Clustering overlapping ellipses - McMap

About

Clustering overlapping ellipses

Asked 1/3, 2019 at 13:47 Answered 6/3, 2019 at 8:59

python machine-learning scikit-learn jupyter-notebook cluster-analysis

U

1

7

I have a data set, which consists of more than one subsets of data. If I plot Y vs.

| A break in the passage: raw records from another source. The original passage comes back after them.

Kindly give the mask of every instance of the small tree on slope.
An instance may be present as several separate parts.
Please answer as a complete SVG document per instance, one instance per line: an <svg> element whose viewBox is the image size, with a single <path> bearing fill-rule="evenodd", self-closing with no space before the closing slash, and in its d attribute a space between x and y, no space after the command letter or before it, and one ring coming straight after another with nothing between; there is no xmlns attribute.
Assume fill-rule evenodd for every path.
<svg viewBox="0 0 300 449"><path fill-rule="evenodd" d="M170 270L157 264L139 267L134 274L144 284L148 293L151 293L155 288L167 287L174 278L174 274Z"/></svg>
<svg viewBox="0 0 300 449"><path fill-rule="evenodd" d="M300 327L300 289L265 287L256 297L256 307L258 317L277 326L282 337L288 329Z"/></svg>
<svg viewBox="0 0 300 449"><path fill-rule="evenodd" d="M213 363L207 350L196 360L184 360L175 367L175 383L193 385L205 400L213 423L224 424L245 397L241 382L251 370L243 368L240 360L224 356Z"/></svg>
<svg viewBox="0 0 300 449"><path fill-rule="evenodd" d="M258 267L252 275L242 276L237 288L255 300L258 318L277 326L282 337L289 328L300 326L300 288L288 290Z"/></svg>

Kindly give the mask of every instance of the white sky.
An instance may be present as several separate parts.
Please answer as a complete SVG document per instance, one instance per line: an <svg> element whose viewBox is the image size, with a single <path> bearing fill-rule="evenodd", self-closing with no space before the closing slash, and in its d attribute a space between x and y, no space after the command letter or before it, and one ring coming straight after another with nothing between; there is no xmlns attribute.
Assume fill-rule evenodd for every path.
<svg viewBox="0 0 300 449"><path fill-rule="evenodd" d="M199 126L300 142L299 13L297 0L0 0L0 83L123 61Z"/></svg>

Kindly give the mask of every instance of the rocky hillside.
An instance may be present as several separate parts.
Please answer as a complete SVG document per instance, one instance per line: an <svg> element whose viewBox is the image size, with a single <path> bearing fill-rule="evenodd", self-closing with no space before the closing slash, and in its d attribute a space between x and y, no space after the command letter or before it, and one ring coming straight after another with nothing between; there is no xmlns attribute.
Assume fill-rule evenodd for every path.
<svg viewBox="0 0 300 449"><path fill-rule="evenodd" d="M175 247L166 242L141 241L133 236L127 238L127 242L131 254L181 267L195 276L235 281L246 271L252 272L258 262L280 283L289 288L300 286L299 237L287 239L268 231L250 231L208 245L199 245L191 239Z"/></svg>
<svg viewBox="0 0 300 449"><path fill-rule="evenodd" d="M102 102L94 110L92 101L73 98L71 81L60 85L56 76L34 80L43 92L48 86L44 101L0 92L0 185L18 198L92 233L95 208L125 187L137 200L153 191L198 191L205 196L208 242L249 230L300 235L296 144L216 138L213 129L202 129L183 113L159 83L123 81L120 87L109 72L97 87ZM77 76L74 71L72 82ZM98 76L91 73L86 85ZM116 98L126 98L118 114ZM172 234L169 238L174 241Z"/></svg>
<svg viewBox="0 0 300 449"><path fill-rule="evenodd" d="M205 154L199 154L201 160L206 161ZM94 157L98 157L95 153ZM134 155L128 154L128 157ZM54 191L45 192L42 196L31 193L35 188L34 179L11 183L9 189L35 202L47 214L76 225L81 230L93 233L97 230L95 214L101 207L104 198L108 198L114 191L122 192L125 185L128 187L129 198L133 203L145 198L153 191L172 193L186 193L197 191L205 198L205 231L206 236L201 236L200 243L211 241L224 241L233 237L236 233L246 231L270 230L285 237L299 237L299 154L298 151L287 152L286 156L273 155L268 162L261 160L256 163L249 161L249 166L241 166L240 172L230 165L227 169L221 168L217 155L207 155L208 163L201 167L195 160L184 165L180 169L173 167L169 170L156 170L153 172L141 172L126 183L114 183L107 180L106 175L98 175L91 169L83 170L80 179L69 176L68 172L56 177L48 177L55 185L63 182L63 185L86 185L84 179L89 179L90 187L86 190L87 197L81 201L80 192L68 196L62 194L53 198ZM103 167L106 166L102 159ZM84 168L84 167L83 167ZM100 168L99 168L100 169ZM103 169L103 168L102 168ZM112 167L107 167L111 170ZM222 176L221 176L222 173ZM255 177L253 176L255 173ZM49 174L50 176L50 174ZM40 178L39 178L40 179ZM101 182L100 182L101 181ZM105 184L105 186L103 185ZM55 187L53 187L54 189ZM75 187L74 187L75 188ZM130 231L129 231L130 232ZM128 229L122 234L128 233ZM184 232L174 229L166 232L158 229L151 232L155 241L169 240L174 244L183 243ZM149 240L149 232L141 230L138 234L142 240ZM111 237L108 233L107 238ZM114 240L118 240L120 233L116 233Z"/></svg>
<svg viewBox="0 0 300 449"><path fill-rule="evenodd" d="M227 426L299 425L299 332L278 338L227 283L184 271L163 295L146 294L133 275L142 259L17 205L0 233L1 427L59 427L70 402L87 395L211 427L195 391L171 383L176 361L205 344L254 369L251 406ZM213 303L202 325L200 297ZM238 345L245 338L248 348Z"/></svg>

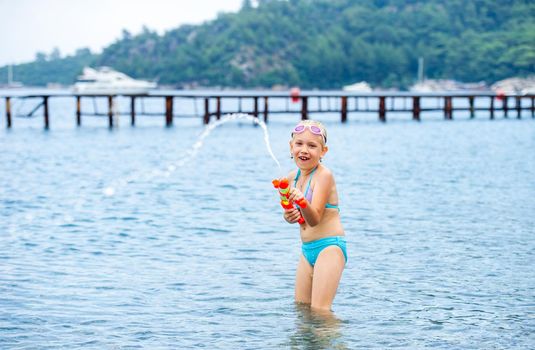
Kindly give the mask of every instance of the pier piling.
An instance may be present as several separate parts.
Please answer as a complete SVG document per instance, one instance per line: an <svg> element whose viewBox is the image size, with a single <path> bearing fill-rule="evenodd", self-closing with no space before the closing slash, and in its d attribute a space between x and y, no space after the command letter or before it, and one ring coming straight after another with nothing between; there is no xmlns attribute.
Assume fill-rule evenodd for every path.
<svg viewBox="0 0 535 350"><path fill-rule="evenodd" d="M136 96L130 97L130 125L136 125Z"/></svg>
<svg viewBox="0 0 535 350"><path fill-rule="evenodd" d="M347 122L347 96L342 96L342 101L341 101L341 121L342 123L346 123ZM320 108L321 109L321 108Z"/></svg>
<svg viewBox="0 0 535 350"><path fill-rule="evenodd" d="M301 120L308 119L308 97L301 97Z"/></svg>
<svg viewBox="0 0 535 350"><path fill-rule="evenodd" d="M444 119L453 119L453 102L451 96L446 96L444 98Z"/></svg>
<svg viewBox="0 0 535 350"><path fill-rule="evenodd" d="M379 96L379 120L386 122L386 97Z"/></svg>
<svg viewBox="0 0 535 350"><path fill-rule="evenodd" d="M48 96L43 96L43 116L45 118L45 129L50 127L50 120L48 117Z"/></svg>
<svg viewBox="0 0 535 350"><path fill-rule="evenodd" d="M489 112L490 112L490 119L494 119L494 96L490 97Z"/></svg>
<svg viewBox="0 0 535 350"><path fill-rule="evenodd" d="M204 124L210 123L210 100L208 97L204 98Z"/></svg>
<svg viewBox="0 0 535 350"><path fill-rule="evenodd" d="M475 110L474 110L474 96L468 97L468 104L470 105L470 119L475 118Z"/></svg>
<svg viewBox="0 0 535 350"><path fill-rule="evenodd" d="M76 125L81 126L82 125L82 103L81 103L81 97L76 96Z"/></svg>
<svg viewBox="0 0 535 350"><path fill-rule="evenodd" d="M412 119L420 121L420 97L418 96L412 98Z"/></svg>
<svg viewBox="0 0 535 350"><path fill-rule="evenodd" d="M108 126L113 128L113 96L108 96Z"/></svg>
<svg viewBox="0 0 535 350"><path fill-rule="evenodd" d="M11 98L6 97L6 122L7 128L11 128Z"/></svg>
<svg viewBox="0 0 535 350"><path fill-rule="evenodd" d="M216 118L217 120L221 119L221 96L216 98Z"/></svg>
<svg viewBox="0 0 535 350"><path fill-rule="evenodd" d="M165 96L165 126L173 125L173 96Z"/></svg>
<svg viewBox="0 0 535 350"><path fill-rule="evenodd" d="M532 100L533 102L533 100ZM264 97L264 123L268 121L268 97Z"/></svg>

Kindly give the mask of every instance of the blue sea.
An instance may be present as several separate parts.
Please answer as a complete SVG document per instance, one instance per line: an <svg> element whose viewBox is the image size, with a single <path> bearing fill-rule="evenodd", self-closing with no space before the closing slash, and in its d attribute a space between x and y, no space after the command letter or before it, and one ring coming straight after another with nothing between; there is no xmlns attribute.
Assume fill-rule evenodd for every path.
<svg viewBox="0 0 535 350"><path fill-rule="evenodd" d="M530 114L313 116L349 254L325 317L293 302L271 185L298 114L270 116L279 169L248 119L202 138L200 118L74 108L8 130L0 101L1 349L535 348Z"/></svg>

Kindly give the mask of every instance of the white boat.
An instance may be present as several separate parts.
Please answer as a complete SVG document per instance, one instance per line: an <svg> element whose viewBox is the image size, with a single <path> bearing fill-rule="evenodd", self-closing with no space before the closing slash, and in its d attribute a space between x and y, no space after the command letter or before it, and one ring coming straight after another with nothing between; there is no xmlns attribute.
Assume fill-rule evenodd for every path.
<svg viewBox="0 0 535 350"><path fill-rule="evenodd" d="M371 92L372 87L365 81L359 81L358 83L346 85L342 88L344 91L353 92Z"/></svg>
<svg viewBox="0 0 535 350"><path fill-rule="evenodd" d="M146 94L156 83L137 80L110 67L84 67L73 85L73 92L84 95Z"/></svg>

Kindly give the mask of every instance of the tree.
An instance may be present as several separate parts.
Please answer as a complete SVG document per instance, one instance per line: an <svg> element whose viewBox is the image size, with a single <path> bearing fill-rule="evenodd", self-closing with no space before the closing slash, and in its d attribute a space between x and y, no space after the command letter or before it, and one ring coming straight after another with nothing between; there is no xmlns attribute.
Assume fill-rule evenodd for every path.
<svg viewBox="0 0 535 350"><path fill-rule="evenodd" d="M41 51L37 52L35 54L35 60L37 62L45 62L46 61L46 53L41 52Z"/></svg>
<svg viewBox="0 0 535 350"><path fill-rule="evenodd" d="M176 86L406 87L424 57L429 78L490 83L535 74L533 23L528 0L244 0L163 36L123 30L98 55L38 53L17 76L68 80L93 64Z"/></svg>
<svg viewBox="0 0 535 350"><path fill-rule="evenodd" d="M49 59L51 61L55 61L55 60L61 59L61 52L59 51L59 48L54 47L54 49L50 53Z"/></svg>

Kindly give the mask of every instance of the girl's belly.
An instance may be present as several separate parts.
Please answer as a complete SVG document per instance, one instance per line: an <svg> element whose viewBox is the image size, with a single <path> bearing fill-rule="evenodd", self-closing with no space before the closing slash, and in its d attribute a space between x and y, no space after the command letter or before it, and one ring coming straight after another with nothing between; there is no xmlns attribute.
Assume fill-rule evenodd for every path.
<svg viewBox="0 0 535 350"><path fill-rule="evenodd" d="M332 214L324 213L323 220L314 227L308 226L307 224L301 226L301 240L303 242L315 241L324 237L343 235L344 228L340 222L340 215L338 215L338 212L334 212Z"/></svg>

X, I get few overlapping ellipses and I want to cluster them*.

I have tried with the mixture from sklearn, the Bayesian Gaussian Mixture Model gives the best result, however, it does not recognize the overlapping data:

import itertools
import numpy as np
import pylab as plt
from sklearn import mixture
from matplotlib.patches import Ellipse
field_File_1 = './dummy_distrib_3.txt' 
'''
    link to data: 
    https://www.dropbox.com/s/jd3wx1ee8r1mj8p/dummy_distrib_3.txt?dl=0
'''
my_dis_1 = np.loadtxt(field_File_1)

X = my_dis_1[:50000,:2]

BaGaMiMo = mixture.BayesianGaussianMixture(n_components=2, covariance_type='full', 
                                         weight_concentration_prior_type='dirichlet_distribution').fit(X)

X1 = X[BaGaMiMo.predict(X) == 0, :]
X2 = X[BaGaMiMo.predict(X) == 1, :]

plt.figure(figsize=(18.0, 6.0))
plt.subplot(1,3,1)
plt.scatter(X[:,0], X[:,1], 0.2, color='m')

plt.subplot(1,3,2)
plt.scatter(X[BaGaMiMo.predict(X) == 0, 0], X[BaGaMiMo.predict(X) == 0, 1], .2, color='navy')

plt.subplot(1,3,3)
plt.scatter(X[BaGaMiMo.predict(X) == 1, 0], X[BaGaMiMo.predict(X) == 1, 1], .2, color='c')
plt.show()

What I do next, is to fit two ellipses to the cyan and navy colored distribution and remove the particles in the cross-section from the cyan distribution,

then assign them randomly to the navy and cyan distributions with the calculated ratio:

One issue is that If I do a histogram of the data, I notice that there is an over-population/discontinuity in the cyan data at the intersection line of the two ellipses and I am looking for ways to reduce that over-population, any help is appreciated.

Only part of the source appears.